The review court is also politically stacked, according to Shayana Kadidal, a lawyer with the Center for Constitutional Rights. CCR is suing the government directly over warrantless wiretapping of overseas communications, arguing that the program infringes on their ability to defend their Guantanamo Bay detainee clients.

“The transfer provision would move us in front of the three FISA Court of Review judges, who are all Republicans.” Kadidal said.

Another provision of the bill that allows the government to have the FISA Court approve a whole surveillance program, rather than a particularized warrant, will be used by the administration to legalize the program and prevent lawsuits from stopping the program, though they might be able to get damages for prior surveillance, if it’s found to be illegal, Kadidal said.

It remains unclear whether the bill will make it to the Senate floor for a vote, given that Senate Majority Leader Bill Frist promised to adjourn the Senate by the end of September and that much of the Senate’s energy may stay focused on a controversial military commission bill and immigration proposals.

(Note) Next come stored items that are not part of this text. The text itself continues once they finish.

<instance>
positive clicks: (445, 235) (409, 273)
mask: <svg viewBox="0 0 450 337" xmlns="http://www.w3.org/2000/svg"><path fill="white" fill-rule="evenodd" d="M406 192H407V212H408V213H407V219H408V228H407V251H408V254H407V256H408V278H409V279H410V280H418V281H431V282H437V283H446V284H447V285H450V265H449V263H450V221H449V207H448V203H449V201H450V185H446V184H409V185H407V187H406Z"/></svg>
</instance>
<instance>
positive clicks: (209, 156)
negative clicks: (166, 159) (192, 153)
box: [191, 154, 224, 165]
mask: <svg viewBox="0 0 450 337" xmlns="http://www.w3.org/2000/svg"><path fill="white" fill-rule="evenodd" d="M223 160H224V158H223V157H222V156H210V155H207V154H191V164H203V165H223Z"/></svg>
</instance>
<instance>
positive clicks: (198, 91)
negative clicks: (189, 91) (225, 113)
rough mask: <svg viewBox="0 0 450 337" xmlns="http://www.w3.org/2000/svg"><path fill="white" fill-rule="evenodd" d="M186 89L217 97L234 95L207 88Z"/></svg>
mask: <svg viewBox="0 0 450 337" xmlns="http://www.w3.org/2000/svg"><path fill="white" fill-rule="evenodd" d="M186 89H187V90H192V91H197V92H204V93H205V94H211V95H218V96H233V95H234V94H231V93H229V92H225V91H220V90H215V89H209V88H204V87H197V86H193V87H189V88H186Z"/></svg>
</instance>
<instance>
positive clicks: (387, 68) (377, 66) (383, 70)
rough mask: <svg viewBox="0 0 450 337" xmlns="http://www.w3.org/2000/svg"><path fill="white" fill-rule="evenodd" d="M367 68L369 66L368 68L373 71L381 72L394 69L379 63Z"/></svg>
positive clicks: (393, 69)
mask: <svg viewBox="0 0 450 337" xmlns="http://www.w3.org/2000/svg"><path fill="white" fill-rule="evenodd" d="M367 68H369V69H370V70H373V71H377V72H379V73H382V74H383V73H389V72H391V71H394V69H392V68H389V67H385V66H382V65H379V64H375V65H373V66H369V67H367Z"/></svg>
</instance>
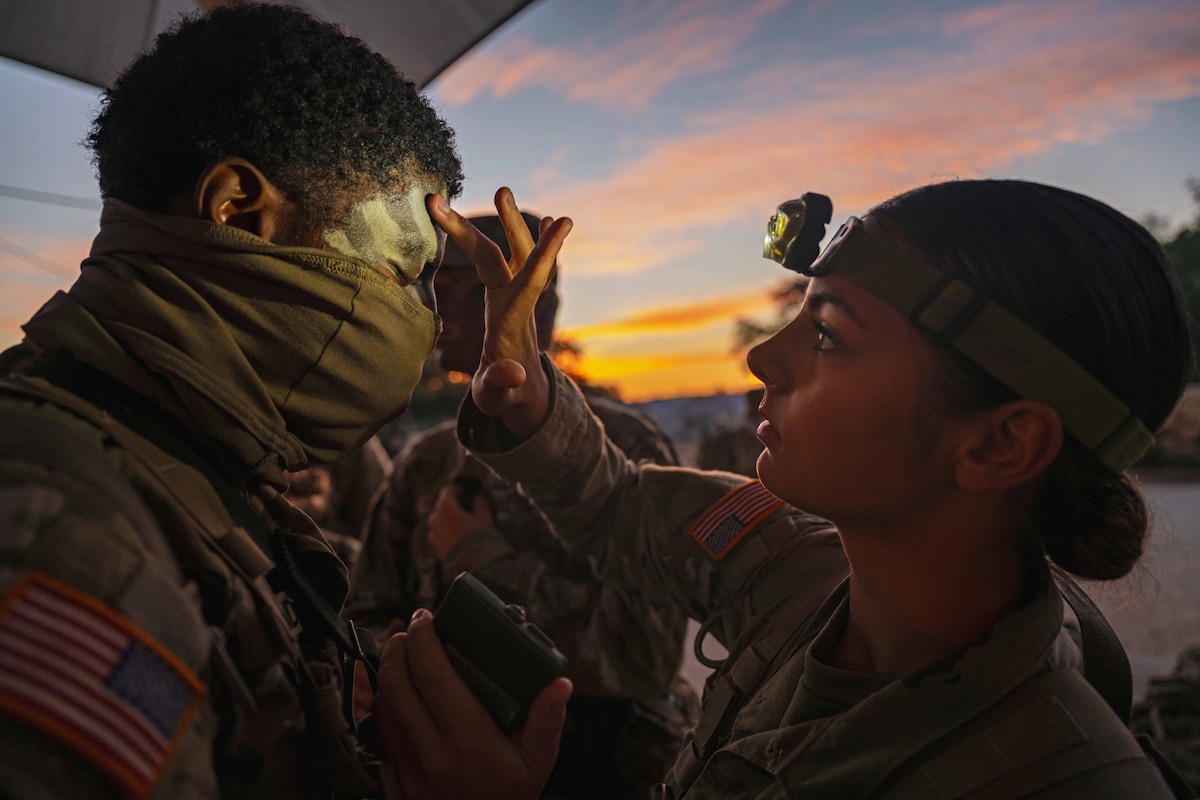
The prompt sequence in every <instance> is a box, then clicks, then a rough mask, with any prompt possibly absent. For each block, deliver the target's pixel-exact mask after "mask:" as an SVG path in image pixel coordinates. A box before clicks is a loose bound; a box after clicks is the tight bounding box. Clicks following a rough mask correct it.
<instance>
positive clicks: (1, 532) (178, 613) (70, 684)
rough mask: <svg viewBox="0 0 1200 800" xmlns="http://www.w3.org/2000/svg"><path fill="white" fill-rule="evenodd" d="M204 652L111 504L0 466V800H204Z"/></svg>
mask: <svg viewBox="0 0 1200 800" xmlns="http://www.w3.org/2000/svg"><path fill="white" fill-rule="evenodd" d="M5 414H6V422H12V421H13V420H14V419H16V415H10V414H11V409H10V408H6V409H5ZM79 435H89V433H86V429H85V428H83V427H80V432H79ZM90 435H92V437H96V435H97V433H96V432H95V431H92V432H91V433H90ZM5 449H6V446H5V445H0V451H2V450H5ZM112 469H113V470H114V471H115V470H116V469H118V468H116V467H115V462H114V465H113V467H112ZM193 589H194V587H193ZM209 644H210V642H209V632H208V628H206V626H205V624H204V620H203V616H202V614H200V609H199V603H198V597H197V596H196V594H194V593H188V590H187V587H186V585H185V583H184V581H182V577H181V576H180V575H179V572H178V570H175V569H174V566H173V564H170V563H168V561H166V560H161V559H157V558H155V557H154V553H152V552H148V549H146V547H145V546H144V543H143V541H142V540H140V537H139V536H138V534H137V531H136V530H134V529H133V528H132V525H131V524H130V522H128V521H127V519H126V518H125V517H124V516H122V515H121V513H120V512H118V510H116V507H115V504H114V501H113V499H112V498H110V497H107V495H106V494H103V493H101V492H98V491H96V489H95V488H92V487H90V486H85V485H83V483H80V482H79V481H78V480H73V479H70V477H67V476H65V475H62V474H60V473H55V471H52V470H47V469H44V468H42V467H41V465H35V464H32V463H30V462H28V461H24V459H22V458H17V457H11V456H8V455H0V752H2V753H4V756H2V757H0V796H5V798H14V799H24V798H79V799H82V800H86V799H89V798H112V796H118V795H119V794H122V795H125V796H138V798H180V799H184V800H198V799H202V798H216V796H217V781H216V775H215V768H214V759H212V739H214V736H215V734H216V715H215V711H214V709H212V705H211V703H210V700H209V692H208V690H206V686H205V675H206V667H205V664H206V658H208V652H209ZM80 654H86V655H88V657H80ZM148 686H152V691H151V690H150V688H146V687H148ZM156 692H160V693H157V694H156Z"/></svg>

Still, Wednesday’s markup of a companion spy bill in two House committees involved much arm-twisting of Republican members with concerns over expanding surveillance power into voting for the bill, according to ACLU legislative counsel Lisa Graves.

“That arm-twisting signals a real determination to have votes on the House side on this legislation next week,” Graves said. “It seems a part of Rove strategy to have that vote before the election and try to make terrorism a divisive partisan issue. Everyone agrees that the government should be monitoring suspected terrorists; the question is does the president get to unilaterally, secretly and indefinitely wiretap or bug your home without any judicial oversight ever.”

The Justice Department did not respond to a request for comment.